Ten hours after he was admitted into the hospital on Saturday, his wife learned he did test positive and would be moved into the intensive care unit. But a doctor later called her saying he would not be brought into the ICU because “his lungs were too destroyed to work,” Lisanti recalled.

“I asked if he had to die alone, and the doctor said I could come say goodbye,” she wrote.

At the hospital, Lisanti said she argued with three different security guards until a nurse finally let her into the emergency room.

“The doctor who called me came to meet me and apologized and said that his numbers were now better and he was going to be transferred to the ICU where he could get the care he needed,” she wrote.

But the clock kept ticking and Merrill was still not getting the help he needed, Lisanti said.

“My husband should have been moved to the place where the experts who were there on the front lines could help him,” she wrote. “Every 15 minutes I would ask when he was going to be transferred and they would say in the next few minutes, but that never happened.”

When they were finally ready to transfer him around 2:30 a.m.
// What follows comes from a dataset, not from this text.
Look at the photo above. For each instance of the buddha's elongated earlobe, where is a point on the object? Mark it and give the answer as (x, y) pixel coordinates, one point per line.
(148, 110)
Sunday, Lisanti said she decided to leave as she was exhausted and “not willing to battle another group of security guards in ICU.”

Minutes later, the painful back-and-forth came to an end.

“I walked 3 blocks towards home and the doctor called me to say he was gone, his heart and lungs just stopped beating from all the pressure they were under,” Lisanti wrote.

Watching him languish in the hospital for 14 hours made her wonder whether he would’ve survived if he’d been seen by a doctor early on and brought to the ICU as soon as he went to the hospital.

“Maybe if he was there, he would have had a fighting chance at least for those 15 hours, but of course we will never know,” Lisanti said. “And now I have to grieve alone in quarantine.”

Merrill is also survived by a son and two daughters.

The Bronx native wrote “I Love Rock N’ Roll” with bandmate Jake Hooker when they were in The Arrows in 1975. Rock star Joan Jett saw them perform the iconic tune on a British TV show and ended up recording her own version in 1982. The song became a major hit and was the No. 1 song in the U.S. for eight weeks that year.

Merrill, who was also a guitarist and an actor, launched his musical career in Japan and had hits in both Japanese and English.

His wife said she hopes her story will show the public how serious this pandemic is — and how ill-prepared the country seems to be.

“Please know that I write this not for sympathy, but to let you know the reality of this disease and our country’s lack of preparation for it,” Lisanti said. “I urge you to REALLY take this seriously, and when the time comes, show your anger to the officials who knew this was coming and did nothing to prepare.”